1. ## Second derivative help

Just wanted to see if I'm doing this correctly:

Find $f''(x)=|x|^3$

So $f'(x)=(3|x|^2)\frac{x}{|x|}$

$=3|x|x$

$f''(x)=3|x|\frac{d}{dx}x+3\frac{d}{dx}|x|x$

$=3|x|+3\frac{x}{|x|}x$

$=3|x|+\frac{3x^2}{|x|}$
Does that seem right?

2. Originally Posted by ascendancy523
Just wanted to see if I'm doing this correctly:

Find $f''(x)=|x|^3$

So $f'(x)=(3|x|^2)\frac{x}{|x|}$

$=3|x|x$

$f''(x)=3|x|\frac{d}{dx}x+3\frac{d}{dx}|x|x$

$=3|x|+3\frac{x}{|x|}x$

$=3|x|+\frac{3x^2}{|x|}$
Does that seem right?

First of all your first line is your second derivative... you need to ask : What is the second derivative of $f(x)$

Hint:

$f(x)=|x|^3=sgn(x)\cdot x^3$

Now, is much better looking...

You can see straight that:

$f''(x)=6\sqrt{x^2}$

3. Originally Posted by ascendancy523
Just wanted to see if I'm doing this correctly:

Find $f''(x)=|x|^3$
This is written badly. What this says is that $f''(x)$ is $|x|^3$. What you mean is "Find f''(x) where $f(x)= |x|^3$

So $f'(x)=(3|x|^2)\frac{x}{|x|}$

$=3|x|x$

$f''(x)=3|x|\frac{d}{dx}x+3\frac{d}{dx}|x|x$

$=3|x|+3\frac{x}{|x|}x$

$=3|x|+\frac{3x^2}{|x|}$
Does that seem right?
Of course, $x^2= |x|^2$
so this is the same as $3|x|+ 3\frac{|x|^2}{|x|}= 6|x|$ for $x\ne 0$ and is not defined for x= 0.

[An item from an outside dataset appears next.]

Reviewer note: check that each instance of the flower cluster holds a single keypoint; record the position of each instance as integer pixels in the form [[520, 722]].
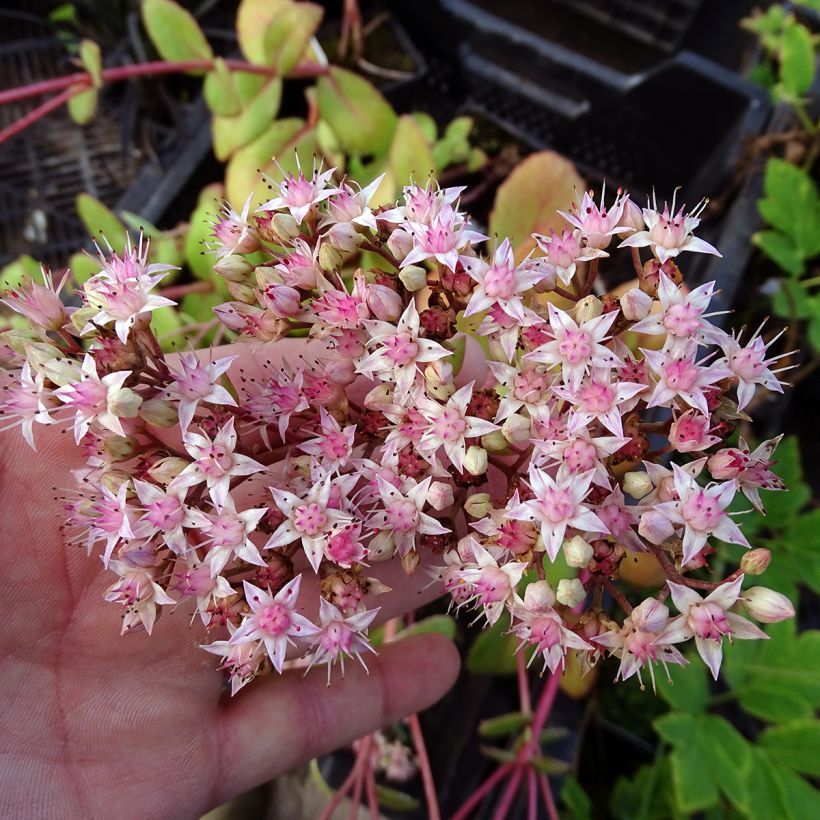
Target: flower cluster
[[262, 489]]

I would consider it simpler (and better) to say "If $x\ge 0$ $f(x)= x^3$ so $f'(x)= 3x^2$ and $f"(x)= 6x$, if x< 0, $f(x)= -x^3$ so $f'(x)= -3x^2$ and $f''(x)= -6x$. Of course, |x| is not differentiable at x= 0 so neither is $|x|^3$ and so f'' does not exist at x= 0".

4. Originally Posted by HallsofIvy
This is written badly. What this says is that $f''(x)$ is $|x|^3$. What you mean is "Find f''(x) where $f(x)= |x|^3$

Of course, $x^2= |x|^2$
so this is the same as $3|x|+ 3\frac{|x|^2}{|x|}= 6|x|$ for $x\ne 0$ and is not defined for x= 0.

I would consider it simpler (and better) to say "If $x\ge 0$ $f(x)= x^3$ so $f'(x)= 3x^2$ and $f"(x)= 6x$, if x< 0, $f(x)= -x^3$ so $f'(x)= -3x^2$ and $f''(x)= -6x$. Of course, |x| is not differentiable at x= 0 so neither is $|x|^3$ and so f'' does not exist at x= 0".
Yeah that would make it much simpler. Thanks for the help!